Mencermati bunyi kedelapan butir tentang cara pembangunan keluarga, ternyata butir-butir inilah formula untuk memperkuat ketahanan dan kesejahteraan keluarga Indonesia. Secara konstektual, butir-butir untuk memperkuat fondasi bangsa tersebut belum dapat diimplementasikan. Kedalapan butir itu harus ditetapkan terlebih dahulu oleh pemerintah pusat, pemerintah provinsi dan pemerintah kabupaten/kota menjadi “Kebijakan Pembangunan Keluarga” di daerah masing-masing.
Sebenarnya, dengan mengimplementasikan “Kebijakan Pembangunan Keluarga” ini maka 80% persoalan dasar yang ada disetiap daerah akan terselesaikan. Kenapa? Sebagian besar kisi-kisi substansi persoalan sosial yang kerap dihadapi daerah sudah diformulasikan melalui 8 cara yang ditawarkan pasal 48 Undang-undang Nomor 52 Tahun 2009 tersebut.
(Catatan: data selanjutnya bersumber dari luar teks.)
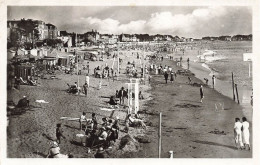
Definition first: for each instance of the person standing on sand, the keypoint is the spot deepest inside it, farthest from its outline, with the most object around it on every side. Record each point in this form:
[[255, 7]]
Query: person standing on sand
[[188, 62], [87, 79], [88, 67], [85, 89], [121, 95], [238, 134], [213, 81], [59, 133], [171, 77], [189, 80], [82, 118], [166, 76], [245, 133], [201, 93]]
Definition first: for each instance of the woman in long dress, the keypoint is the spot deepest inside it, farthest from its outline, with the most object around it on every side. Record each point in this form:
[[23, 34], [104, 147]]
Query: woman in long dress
[[245, 133]]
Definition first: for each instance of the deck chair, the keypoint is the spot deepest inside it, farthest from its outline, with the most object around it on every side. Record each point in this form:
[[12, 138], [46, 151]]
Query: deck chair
[[23, 82]]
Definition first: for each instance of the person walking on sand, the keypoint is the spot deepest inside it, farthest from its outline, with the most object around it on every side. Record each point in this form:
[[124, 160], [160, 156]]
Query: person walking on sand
[[166, 76], [189, 80], [81, 119], [201, 93], [245, 133], [121, 95], [238, 134], [213, 81], [171, 79], [188, 62], [85, 89], [59, 133], [87, 79]]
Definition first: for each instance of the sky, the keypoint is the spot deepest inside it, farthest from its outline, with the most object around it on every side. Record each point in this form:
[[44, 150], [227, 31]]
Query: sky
[[184, 21]]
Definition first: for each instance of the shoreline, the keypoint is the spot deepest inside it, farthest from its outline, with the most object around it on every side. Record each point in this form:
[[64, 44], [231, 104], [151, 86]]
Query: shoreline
[[180, 114], [153, 147]]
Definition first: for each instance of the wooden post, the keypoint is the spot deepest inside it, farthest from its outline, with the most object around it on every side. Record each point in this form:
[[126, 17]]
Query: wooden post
[[237, 94], [159, 135], [249, 70], [118, 65], [128, 100], [136, 96], [234, 98]]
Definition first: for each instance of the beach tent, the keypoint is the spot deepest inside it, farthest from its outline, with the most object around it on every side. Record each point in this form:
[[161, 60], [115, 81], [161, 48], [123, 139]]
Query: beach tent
[[24, 71], [10, 54], [34, 52]]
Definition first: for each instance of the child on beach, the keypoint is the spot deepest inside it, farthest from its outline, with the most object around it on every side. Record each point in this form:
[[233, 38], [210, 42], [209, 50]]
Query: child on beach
[[238, 134], [189, 80], [213, 81], [245, 133], [201, 93], [171, 77], [166, 76], [59, 133], [82, 118]]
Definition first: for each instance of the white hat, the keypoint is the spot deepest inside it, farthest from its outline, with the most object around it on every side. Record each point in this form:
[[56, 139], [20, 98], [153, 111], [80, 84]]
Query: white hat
[[54, 144]]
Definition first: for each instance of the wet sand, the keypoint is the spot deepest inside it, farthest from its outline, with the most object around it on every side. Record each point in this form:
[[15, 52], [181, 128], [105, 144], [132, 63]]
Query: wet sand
[[189, 128], [185, 127]]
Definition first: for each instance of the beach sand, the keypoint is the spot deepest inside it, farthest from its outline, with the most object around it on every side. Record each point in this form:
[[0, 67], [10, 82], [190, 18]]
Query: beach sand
[[185, 127]]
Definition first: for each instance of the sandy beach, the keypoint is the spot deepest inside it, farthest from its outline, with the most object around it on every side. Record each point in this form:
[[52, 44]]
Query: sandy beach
[[190, 129]]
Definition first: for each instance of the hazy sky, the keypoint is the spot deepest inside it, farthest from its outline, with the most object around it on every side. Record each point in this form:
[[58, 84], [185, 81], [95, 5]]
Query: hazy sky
[[186, 21]]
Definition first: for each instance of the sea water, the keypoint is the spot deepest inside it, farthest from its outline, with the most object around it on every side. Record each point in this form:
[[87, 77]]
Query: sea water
[[227, 58]]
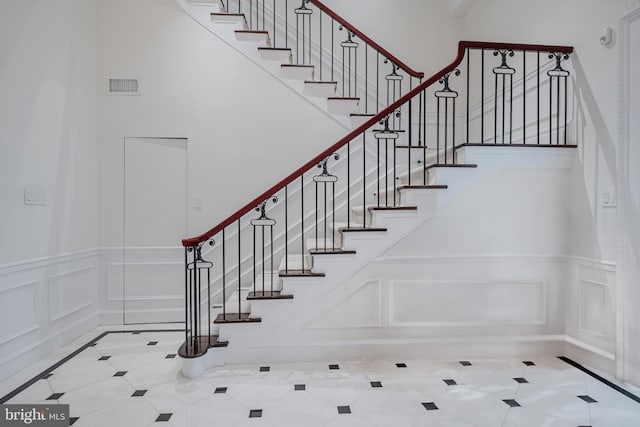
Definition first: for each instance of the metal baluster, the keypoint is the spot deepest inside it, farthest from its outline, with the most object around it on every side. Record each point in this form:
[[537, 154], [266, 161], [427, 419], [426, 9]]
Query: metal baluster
[[286, 229], [482, 98], [524, 96], [538, 101], [468, 53], [239, 273], [224, 277], [302, 220], [349, 184], [364, 179], [186, 300]]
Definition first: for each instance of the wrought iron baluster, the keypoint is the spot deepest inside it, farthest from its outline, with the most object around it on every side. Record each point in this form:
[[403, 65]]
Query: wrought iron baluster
[[443, 96], [560, 75], [263, 222], [501, 72], [324, 178]]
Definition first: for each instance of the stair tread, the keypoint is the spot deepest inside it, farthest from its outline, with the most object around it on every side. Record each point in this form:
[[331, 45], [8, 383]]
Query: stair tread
[[413, 147], [280, 49], [320, 82], [236, 318], [470, 144], [362, 229], [300, 273], [423, 187], [393, 208], [264, 295], [441, 165], [331, 251]]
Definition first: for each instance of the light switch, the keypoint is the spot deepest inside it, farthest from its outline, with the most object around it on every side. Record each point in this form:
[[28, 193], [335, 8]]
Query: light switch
[[35, 197]]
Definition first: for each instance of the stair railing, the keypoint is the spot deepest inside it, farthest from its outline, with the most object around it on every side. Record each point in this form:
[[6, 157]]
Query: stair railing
[[491, 94], [317, 36]]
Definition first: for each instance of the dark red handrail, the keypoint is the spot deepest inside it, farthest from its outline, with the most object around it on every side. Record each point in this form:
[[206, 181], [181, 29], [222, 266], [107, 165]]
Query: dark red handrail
[[367, 40], [462, 46]]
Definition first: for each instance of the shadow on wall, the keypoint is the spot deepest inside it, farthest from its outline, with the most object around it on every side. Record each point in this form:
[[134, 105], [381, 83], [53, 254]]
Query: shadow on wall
[[586, 101]]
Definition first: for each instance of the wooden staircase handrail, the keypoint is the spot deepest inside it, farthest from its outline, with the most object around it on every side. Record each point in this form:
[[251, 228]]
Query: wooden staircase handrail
[[363, 37], [462, 47]]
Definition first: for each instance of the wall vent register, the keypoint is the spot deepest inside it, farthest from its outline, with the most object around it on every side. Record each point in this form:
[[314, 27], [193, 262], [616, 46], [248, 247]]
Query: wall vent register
[[124, 86]]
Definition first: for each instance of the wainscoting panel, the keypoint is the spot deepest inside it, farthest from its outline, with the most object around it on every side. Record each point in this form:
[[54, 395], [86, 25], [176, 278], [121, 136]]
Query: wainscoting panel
[[425, 303], [361, 309], [45, 303]]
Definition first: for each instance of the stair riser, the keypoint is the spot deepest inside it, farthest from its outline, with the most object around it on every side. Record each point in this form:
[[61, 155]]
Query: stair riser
[[319, 90], [297, 73], [342, 107]]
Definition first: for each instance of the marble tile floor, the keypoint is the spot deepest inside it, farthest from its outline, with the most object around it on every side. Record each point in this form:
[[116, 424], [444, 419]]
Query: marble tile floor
[[133, 379]]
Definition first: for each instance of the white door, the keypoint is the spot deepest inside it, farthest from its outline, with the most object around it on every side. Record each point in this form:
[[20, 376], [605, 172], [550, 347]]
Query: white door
[[155, 221]]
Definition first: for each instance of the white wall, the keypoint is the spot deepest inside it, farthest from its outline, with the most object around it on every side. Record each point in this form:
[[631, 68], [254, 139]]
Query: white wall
[[629, 194], [48, 141], [237, 118], [47, 127], [421, 33]]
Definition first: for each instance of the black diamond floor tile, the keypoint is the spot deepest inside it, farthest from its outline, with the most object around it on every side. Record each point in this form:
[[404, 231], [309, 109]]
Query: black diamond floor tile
[[55, 396], [588, 399], [164, 417]]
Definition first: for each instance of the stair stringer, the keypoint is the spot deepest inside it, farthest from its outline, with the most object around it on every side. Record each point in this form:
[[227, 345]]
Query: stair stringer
[[225, 32], [292, 330]]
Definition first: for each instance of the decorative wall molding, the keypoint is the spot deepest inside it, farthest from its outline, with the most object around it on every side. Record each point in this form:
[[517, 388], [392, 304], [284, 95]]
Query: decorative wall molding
[[45, 303], [69, 278], [22, 329], [624, 255], [630, 5]]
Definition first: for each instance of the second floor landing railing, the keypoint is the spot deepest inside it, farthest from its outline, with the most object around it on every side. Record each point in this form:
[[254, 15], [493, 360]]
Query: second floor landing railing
[[339, 54], [491, 94]]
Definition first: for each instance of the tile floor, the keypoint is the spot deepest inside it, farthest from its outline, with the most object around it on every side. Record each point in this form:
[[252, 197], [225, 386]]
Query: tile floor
[[133, 379]]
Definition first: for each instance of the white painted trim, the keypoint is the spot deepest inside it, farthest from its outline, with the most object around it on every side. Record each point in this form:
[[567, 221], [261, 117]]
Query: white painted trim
[[590, 348], [624, 122], [28, 329], [48, 260], [393, 283]]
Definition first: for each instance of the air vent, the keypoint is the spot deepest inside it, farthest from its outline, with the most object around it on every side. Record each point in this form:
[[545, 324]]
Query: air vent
[[124, 86]]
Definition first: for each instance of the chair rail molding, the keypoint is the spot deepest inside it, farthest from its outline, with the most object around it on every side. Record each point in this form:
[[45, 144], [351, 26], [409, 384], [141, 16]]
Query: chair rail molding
[[624, 255]]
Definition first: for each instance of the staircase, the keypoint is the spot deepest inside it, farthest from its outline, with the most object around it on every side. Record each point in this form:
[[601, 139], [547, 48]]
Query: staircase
[[311, 49], [256, 283]]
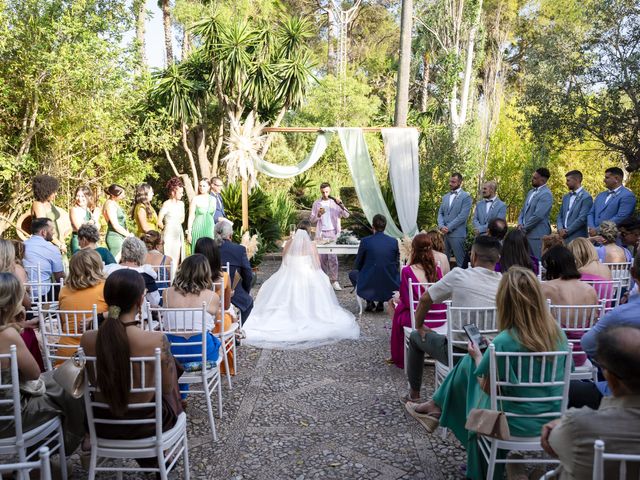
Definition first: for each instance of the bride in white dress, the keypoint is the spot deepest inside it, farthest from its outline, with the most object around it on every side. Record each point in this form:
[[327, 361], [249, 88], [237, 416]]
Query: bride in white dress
[[297, 307]]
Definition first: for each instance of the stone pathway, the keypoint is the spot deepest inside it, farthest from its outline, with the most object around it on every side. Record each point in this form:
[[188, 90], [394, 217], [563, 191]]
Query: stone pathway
[[329, 412]]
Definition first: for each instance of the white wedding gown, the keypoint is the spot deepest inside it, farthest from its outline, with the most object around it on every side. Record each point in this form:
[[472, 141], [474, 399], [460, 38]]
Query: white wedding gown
[[297, 307]]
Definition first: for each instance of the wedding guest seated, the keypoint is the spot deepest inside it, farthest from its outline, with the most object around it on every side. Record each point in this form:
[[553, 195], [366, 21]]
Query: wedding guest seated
[[376, 267], [156, 257], [206, 246], [82, 290], [39, 251], [525, 325], [422, 268], [564, 287], [608, 251], [9, 264], [132, 256], [88, 237], [191, 288], [587, 260], [41, 396], [516, 253], [616, 422], [117, 340], [471, 287], [437, 241], [236, 257], [497, 228], [550, 241], [626, 314]]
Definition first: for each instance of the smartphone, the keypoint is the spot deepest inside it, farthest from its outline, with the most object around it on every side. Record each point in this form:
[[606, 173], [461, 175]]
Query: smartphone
[[474, 335]]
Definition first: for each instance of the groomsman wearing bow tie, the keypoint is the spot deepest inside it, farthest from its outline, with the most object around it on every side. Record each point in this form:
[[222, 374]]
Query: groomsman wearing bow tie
[[488, 208], [615, 204], [216, 188], [534, 216], [452, 218], [572, 217]]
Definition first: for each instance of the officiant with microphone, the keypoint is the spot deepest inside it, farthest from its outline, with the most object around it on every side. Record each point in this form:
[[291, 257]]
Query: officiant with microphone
[[326, 213]]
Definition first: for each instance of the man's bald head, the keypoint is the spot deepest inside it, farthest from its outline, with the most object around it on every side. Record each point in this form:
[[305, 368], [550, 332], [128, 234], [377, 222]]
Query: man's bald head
[[618, 351]]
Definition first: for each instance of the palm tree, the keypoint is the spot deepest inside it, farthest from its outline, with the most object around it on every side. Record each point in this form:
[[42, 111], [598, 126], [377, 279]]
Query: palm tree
[[168, 34]]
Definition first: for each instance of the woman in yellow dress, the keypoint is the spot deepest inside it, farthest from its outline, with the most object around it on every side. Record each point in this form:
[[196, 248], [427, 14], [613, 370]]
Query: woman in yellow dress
[[143, 213]]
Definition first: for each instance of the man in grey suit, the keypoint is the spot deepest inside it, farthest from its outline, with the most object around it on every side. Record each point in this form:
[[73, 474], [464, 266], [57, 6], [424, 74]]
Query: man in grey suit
[[452, 218], [488, 208], [534, 216], [572, 217]]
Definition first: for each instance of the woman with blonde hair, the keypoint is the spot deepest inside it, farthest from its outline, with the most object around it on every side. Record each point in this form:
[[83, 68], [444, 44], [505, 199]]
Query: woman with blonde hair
[[82, 212], [83, 289], [609, 252], [142, 212], [437, 242], [52, 400], [525, 325], [191, 288], [587, 260]]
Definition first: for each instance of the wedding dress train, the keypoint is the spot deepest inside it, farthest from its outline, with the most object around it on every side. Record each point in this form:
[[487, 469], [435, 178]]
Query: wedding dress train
[[297, 307]]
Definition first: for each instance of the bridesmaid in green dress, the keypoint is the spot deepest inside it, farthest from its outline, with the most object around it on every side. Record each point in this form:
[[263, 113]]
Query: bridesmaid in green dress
[[525, 325], [82, 212], [201, 210], [116, 226], [143, 213]]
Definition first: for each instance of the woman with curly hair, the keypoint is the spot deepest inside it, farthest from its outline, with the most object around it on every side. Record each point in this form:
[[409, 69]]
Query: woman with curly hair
[[422, 268], [608, 251], [142, 212], [82, 212], [172, 217], [45, 189], [116, 223]]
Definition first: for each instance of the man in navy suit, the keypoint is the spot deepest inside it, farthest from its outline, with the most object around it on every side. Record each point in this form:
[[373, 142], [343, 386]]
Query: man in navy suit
[[236, 256], [216, 188], [452, 218], [534, 216], [615, 204], [488, 208], [376, 273], [572, 217]]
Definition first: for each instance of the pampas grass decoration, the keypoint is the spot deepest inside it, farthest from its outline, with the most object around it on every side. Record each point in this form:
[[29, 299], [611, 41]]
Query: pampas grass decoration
[[250, 243]]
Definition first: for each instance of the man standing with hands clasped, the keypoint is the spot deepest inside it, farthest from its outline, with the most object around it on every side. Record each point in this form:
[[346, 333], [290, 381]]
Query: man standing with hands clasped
[[325, 215], [452, 218]]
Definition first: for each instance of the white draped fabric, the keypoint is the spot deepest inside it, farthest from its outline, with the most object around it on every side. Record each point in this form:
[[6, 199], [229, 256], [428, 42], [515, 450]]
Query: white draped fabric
[[401, 148]]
Hanya saja, implementasi 8 cara itu akan berhasil apabila didukung oleh keluarga Indonesia. Untuk mendukung “Kebijakan Pembangunan Keluarga” dimaksud, ayah ibu, abah emak, atau apapun sebutannya perlu menaikkan grade sebagai orang tua hebat. Untuk apa? Supaya mereka tidak pernah gentar menghadapi dampak negatif dari televisi dan internet, termasuk intervensi budaya asing.
Lalu, apa yang harus dilakukan agar ayah dan ibu sukses menjadi orang tua hebat? Menurut Sudibyo Alimoeso, Deputi Bidang KSPK BKKBN dalam acara Kompasiana Nangkring, memberi tips sebagai berikut: (1) Bersiap-siap menjadi orang tua. (2) Memahami peran orang tua. (3) Memahami konsep diri orang tua. (4) Melibatkan peran ayah. (5) Mendorong tumbuh kembang anak. (6) Membantu tumbuh kembang balita. (7) Menjaga anak dari pengaruh media. (8) Menjaga kesehatan reproduksi balita. (9) Membentuk karakter anak sejak dini.